The Word—the Word of God—became flesh and dwelt amongst us. He dwelt amongst us in Jesus Christ. And to all those who accept Him, He gives the power to become the children of God.

In our second reading Saint Paul alludes to all these consequences, saying that the grace of God that has appeared—this wonderful mystery of God’s humanity—trains us and challenges us, to live temperately and justly and devoutly, and to be eager to do what is right, what is right toward our God, what is right toward our brothers and sisters.

This, dear friends, is indeed our Christmas message. It expresses the faith of a Church that is irrevocably committed to love and care for all human beings, because in Jesus Christ she adores an incarnate God who is the Word made Flesh. In His humanity all human life is sacred, and every human right is inviolable.

This Christmas message—rooted in adoration of the newborn Savior, in adoration of the Child at Bethlehem—requires a new commitment from us to uphold and defend, in His Name, the dignity of human life from whatever wounds or weakens, dishonors or destroys it. It brings with it an invitation for us to work to uplift the human condition of all those who share humanity in common with the Son of God and who are destined for eternal life with Jesus Christ, the Son of God. In particular it demands from all of us a new commitment to protect all children, in whom the innocence and love of the Christ Child are reflected.

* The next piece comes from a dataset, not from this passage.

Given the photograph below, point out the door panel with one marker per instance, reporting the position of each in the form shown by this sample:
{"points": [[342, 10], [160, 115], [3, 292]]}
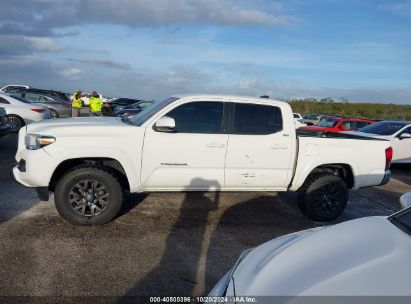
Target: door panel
{"points": [[259, 156], [192, 157]]}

How important it is, dear friends, for each one of us all during the year to be a part of the living, praying, worshiping community—the servant Church of Jesus Christ. This is a challenge that comes to us at the birth of Jesus—the challenge resulting from the wonderful exchange between God and man, between God and all of us.

Therefore, each of us must realize that everyone is welcome in the community of the Church. Everyone is welcome to come home to stay in the Church of God. Everyone is needed. Everyone is needed throughout the year, and everyone is called by God. Everyone is invited by this great love story of God our Father to be part—to be an active part—of this wonderful exchange between the Son of God and humanity. Christ came to be close to all of us. He came to bring us into His Church, in which we are truly a living, praying, worshiping and serving people. Christ came at Bethlehem to call us to accept Him freely, and, in accepting Him, to accept His Church.

There is a place of honor for all of you, dear friends, in the community of Christ’s Church, and Jesus needs you. He needs you here week after week to pray with Him, to serve with Him, to love others in His Name. A tremendous challenge! Yes, this wonderful exchange of divinity and humanity remains a challenge for us tonight and throughout the year. It is a challenge to all of us who have the immense privilege of being brothers and sisters of that Child in Bethlehem; that Child who is our Savior, our God; that Child who is the Son of the Eternal Father; that Child who is the Son of the Virgin Mary; that Child who is the Savior of the world.

The angel was right, dear friends. The message is meant for all of us. Let us listen once again: "Do not be afraid; for behold I proclaim to you good news of great joy that will be for all the people. For today in the city of David a Savior has been born for you who is Christ and Lord." Amen.